I never asked for a definition of Kronecker Delta. I need help with evaluating them. I am asked to evaluate.
• Oct 7th 2012, 12:40 PM
Plato
Re: Evaluating Kronecker Deltas
Quote:

Originally Posted by bilalsaeedkhan
I never asked for a definition of Kronecker Delta. I need help with evaluating them. I am asked to evaluate.

Quote:

Originally Posted by bilalsaeedkhan
Need help with evaluating:
$\displaystyle \delta _{i,j}\delta _{i,j}$
$\displaystyle \delta _{i,j}\delta _{j,k}$

You did ask us to evaluate those two expressions.
You cannot say you did not.
I did exactly that in reply #4.

Why not post the actual question then?
• Oct 7th 2012, 01:01 PM
bilalsaeedkhan
Re: Evaluating Kronecker Deltas
Quote:

Originally Posted by Plato

You did ask us to evaluate those two expressions.
You cannot say you did not.
I did exactly that in reply #4.

Why not post the actual question then?

I did post the question word for word as it is given to me and I did ask for help on evaluating them. I guess dropping the summation notation is what is throwing you off. We were told that the index notation implies that the quantities are being summed. Let me rewrite the problem although this is not how the question is given to us.

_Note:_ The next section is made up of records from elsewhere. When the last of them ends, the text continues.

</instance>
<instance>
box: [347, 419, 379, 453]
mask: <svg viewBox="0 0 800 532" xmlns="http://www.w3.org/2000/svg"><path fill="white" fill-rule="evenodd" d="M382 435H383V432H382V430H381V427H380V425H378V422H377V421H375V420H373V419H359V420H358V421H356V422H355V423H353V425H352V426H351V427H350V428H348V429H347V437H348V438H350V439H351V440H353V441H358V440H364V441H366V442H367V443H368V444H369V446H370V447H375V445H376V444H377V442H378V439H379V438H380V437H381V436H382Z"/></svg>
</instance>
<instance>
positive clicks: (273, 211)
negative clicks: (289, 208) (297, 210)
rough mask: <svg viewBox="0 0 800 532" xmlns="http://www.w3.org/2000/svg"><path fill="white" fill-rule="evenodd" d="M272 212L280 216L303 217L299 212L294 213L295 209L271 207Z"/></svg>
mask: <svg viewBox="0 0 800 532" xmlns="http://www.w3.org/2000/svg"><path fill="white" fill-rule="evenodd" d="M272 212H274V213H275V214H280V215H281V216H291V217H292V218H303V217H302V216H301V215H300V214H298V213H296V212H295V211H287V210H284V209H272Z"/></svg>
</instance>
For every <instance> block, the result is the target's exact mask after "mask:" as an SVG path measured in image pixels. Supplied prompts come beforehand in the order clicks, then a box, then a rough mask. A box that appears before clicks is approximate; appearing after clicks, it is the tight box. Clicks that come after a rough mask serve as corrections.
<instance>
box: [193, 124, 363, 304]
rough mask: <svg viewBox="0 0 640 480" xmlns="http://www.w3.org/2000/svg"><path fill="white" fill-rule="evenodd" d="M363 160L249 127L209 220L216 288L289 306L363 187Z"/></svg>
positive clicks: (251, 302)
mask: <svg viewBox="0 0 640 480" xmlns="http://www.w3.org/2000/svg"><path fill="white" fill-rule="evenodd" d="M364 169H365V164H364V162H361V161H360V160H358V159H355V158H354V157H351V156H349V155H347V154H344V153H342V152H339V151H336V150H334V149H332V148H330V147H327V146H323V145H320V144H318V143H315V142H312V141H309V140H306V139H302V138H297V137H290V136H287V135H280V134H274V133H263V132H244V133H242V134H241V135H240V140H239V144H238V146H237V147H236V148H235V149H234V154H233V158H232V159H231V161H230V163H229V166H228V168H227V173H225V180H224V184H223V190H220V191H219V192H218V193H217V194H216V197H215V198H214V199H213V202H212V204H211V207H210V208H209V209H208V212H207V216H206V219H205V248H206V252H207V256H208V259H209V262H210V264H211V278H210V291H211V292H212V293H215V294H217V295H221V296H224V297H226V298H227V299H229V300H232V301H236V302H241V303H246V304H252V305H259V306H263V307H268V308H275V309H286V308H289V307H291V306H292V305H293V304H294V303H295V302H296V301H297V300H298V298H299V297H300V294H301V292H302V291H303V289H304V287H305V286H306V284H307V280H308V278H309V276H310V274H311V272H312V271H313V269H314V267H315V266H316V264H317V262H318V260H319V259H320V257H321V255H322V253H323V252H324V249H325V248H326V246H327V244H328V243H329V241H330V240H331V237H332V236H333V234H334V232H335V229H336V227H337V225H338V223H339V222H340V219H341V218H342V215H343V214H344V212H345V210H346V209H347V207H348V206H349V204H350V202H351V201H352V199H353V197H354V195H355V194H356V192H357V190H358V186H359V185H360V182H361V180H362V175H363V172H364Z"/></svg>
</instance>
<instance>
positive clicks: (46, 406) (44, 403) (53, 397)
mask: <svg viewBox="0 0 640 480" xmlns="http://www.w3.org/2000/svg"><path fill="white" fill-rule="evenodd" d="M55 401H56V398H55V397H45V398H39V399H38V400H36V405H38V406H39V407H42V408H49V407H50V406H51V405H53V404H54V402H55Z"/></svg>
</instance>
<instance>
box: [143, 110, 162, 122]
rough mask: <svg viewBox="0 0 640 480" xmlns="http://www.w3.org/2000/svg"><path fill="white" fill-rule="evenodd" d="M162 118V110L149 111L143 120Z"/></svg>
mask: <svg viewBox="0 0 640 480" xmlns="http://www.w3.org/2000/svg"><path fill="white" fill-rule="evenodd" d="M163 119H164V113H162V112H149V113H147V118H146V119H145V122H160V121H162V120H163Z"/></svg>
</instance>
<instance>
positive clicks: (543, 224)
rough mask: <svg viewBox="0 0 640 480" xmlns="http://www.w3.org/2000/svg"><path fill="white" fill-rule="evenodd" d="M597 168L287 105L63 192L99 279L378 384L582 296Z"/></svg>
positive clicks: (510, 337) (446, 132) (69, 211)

$\displaystyle \sum_{i,j,k=1}^{i,j,k=3}\delta _{i,j}\delta _{i,j}$

Similarly the second problem is being summed too.
• Oct 7th 2012, 01:36 PM
Plato
Re: Evaluating Kronecker Deltas
Quote:

Originally Posted by bilalsaeedkhan
I did post the question word for word as it is given to me and I did ask for help on evaluating them. I guess dropping the summation notation is what is throwing you off. We were told that the index notation implies that the quantities are being summed. Let me rewrite the problem although this is not how the question is given to us.

$\displaystyle \sum_{i,j,k=1}^{i,j,k=3}\delta _{i,j}\delta _{i,j}$

Similarly the second problem is being summed too.

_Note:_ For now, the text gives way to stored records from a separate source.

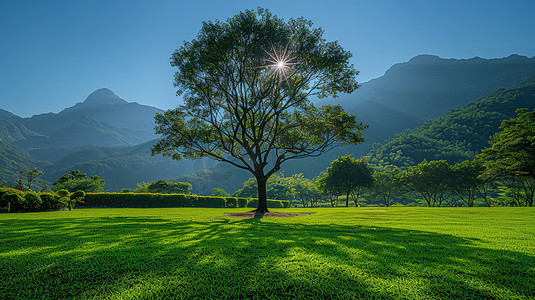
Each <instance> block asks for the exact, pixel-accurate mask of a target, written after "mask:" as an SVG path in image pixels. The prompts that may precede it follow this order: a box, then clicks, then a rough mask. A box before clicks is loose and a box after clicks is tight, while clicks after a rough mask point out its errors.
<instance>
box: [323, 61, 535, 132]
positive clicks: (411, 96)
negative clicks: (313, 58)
mask: <svg viewBox="0 0 535 300" xmlns="http://www.w3.org/2000/svg"><path fill="white" fill-rule="evenodd" d="M533 74H535V57H532V58H528V57H524V56H519V55H511V56H509V57H506V58H499V59H483V58H479V57H475V58H472V59H443V58H440V57H438V56H432V55H419V56H416V57H414V58H412V59H411V60H409V61H408V62H405V63H400V64H396V65H394V66H392V67H391V68H390V69H389V70H388V71H386V73H385V74H384V75H383V76H381V77H379V78H377V79H373V80H370V81H369V82H366V83H363V84H362V85H361V87H360V88H359V89H357V90H356V91H355V92H354V93H353V94H351V95H344V96H343V97H340V98H337V99H334V100H332V101H331V102H332V103H339V104H341V105H342V106H343V107H344V109H345V110H346V111H347V112H350V113H352V114H355V115H356V116H357V119H359V120H363V121H364V122H365V123H367V124H369V125H370V128H369V129H368V130H367V131H366V132H365V138H367V141H368V142H380V141H382V140H383V139H385V138H387V137H390V136H391V135H393V134H395V133H399V132H401V131H403V130H404V129H407V128H411V127H415V126H417V125H420V124H422V123H423V122H425V121H426V120H428V119H431V118H434V117H438V116H440V115H442V114H445V113H447V112H448V111H450V110H451V109H456V108H460V107H462V106H464V105H466V104H468V103H470V102H472V101H474V100H475V99H479V98H481V97H483V96H485V95H487V94H488V93H491V92H493V91H495V90H497V89H499V88H506V87H509V86H512V85H514V84H516V83H518V82H520V81H522V80H524V79H526V78H528V77H529V76H531V75H533Z"/></svg>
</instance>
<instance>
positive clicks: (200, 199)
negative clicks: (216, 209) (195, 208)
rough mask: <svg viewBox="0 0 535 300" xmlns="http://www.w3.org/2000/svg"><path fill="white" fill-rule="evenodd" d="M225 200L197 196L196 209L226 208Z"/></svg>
mask: <svg viewBox="0 0 535 300" xmlns="http://www.w3.org/2000/svg"><path fill="white" fill-rule="evenodd" d="M226 202H227V201H225V198H223V197H212V196H199V198H198V202H197V203H198V207H211V208H223V207H225V206H226Z"/></svg>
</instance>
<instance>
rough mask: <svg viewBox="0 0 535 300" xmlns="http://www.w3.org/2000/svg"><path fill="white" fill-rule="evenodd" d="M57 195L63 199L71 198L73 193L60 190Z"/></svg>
mask: <svg viewBox="0 0 535 300" xmlns="http://www.w3.org/2000/svg"><path fill="white" fill-rule="evenodd" d="M56 193H57V194H58V196H59V197H60V198H63V197H67V198H69V197H70V195H71V193H70V192H69V191H67V190H65V189H61V190H58V191H56Z"/></svg>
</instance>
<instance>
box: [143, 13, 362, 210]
mask: <svg viewBox="0 0 535 300" xmlns="http://www.w3.org/2000/svg"><path fill="white" fill-rule="evenodd" d="M350 57H351V53H349V52H347V51H345V50H344V49H342V47H341V46H340V45H339V44H338V43H337V42H327V41H326V40H325V39H324V38H323V30H321V29H319V28H313V27H312V22H310V21H307V20H305V19H303V18H299V19H290V20H289V21H288V22H285V21H284V20H282V19H280V18H278V17H276V16H274V15H273V14H271V13H270V12H269V11H268V10H264V9H258V10H257V11H251V10H246V11H244V12H240V13H239V14H237V15H236V16H234V17H233V18H230V19H229V20H228V21H227V22H221V21H215V22H204V23H203V26H202V28H201V30H200V32H199V34H198V35H197V38H196V39H194V40H192V41H191V42H185V43H184V45H183V46H182V47H181V48H180V49H178V50H176V51H175V52H174V53H173V56H172V58H171V65H172V66H173V67H177V68H178V71H177V72H176V74H175V85H176V86H177V87H178V92H177V94H179V95H180V94H184V97H183V102H184V104H183V105H180V106H179V107H178V108H177V109H174V110H168V111H166V112H165V113H163V114H157V115H156V124H157V126H156V133H157V134H159V135H161V138H160V141H158V143H157V144H156V145H155V146H154V147H153V148H152V154H153V155H155V154H162V155H164V156H168V157H172V158H173V159H177V160H180V159H182V158H191V159H197V158H201V157H209V158H212V159H215V160H218V161H223V162H226V163H229V164H231V165H233V166H235V167H237V168H240V169H243V170H247V171H249V172H250V173H251V174H252V175H253V177H254V178H255V179H256V181H257V185H258V207H257V209H256V211H257V212H259V213H263V212H266V211H268V209H267V201H266V200H267V198H266V196H267V195H266V183H267V180H268V179H269V178H270V177H271V176H272V175H273V174H274V173H275V172H277V171H279V170H280V169H281V165H282V164H283V163H284V162H286V161H288V160H293V159H301V158H306V157H315V156H319V155H321V154H323V153H325V152H327V151H329V150H331V149H333V148H334V147H338V146H341V145H346V144H358V143H361V142H363V138H362V130H363V129H364V128H366V126H365V125H363V124H362V123H360V124H359V123H357V122H356V120H355V116H352V115H348V114H347V113H346V112H344V110H343V109H342V108H341V107H340V106H332V105H326V106H322V107H319V108H318V107H315V106H314V104H313V103H312V101H311V100H310V97H312V96H314V97H317V98H324V97H328V96H332V97H336V96H337V95H338V94H339V93H351V92H353V91H354V90H355V89H356V88H357V87H358V84H357V82H356V80H355V77H356V75H357V74H358V72H357V71H356V70H355V69H354V67H353V66H352V65H351V64H350V63H349V58H350Z"/></svg>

$\displaystyle \sum_{i,j,k=1}^{i,j,k=3}\delta _{i,j}\delta _{i,j}=3$
There are twenty-seven triples $\displaystyle (i,j,k)$ where $\displaystyle i=1,2,3~j=1,2,3~k=1,2,3$.
Only three of them have $\displaystyle i=j=k$ (see reply #4) so you three 1's and twenty-four 0's in that sum.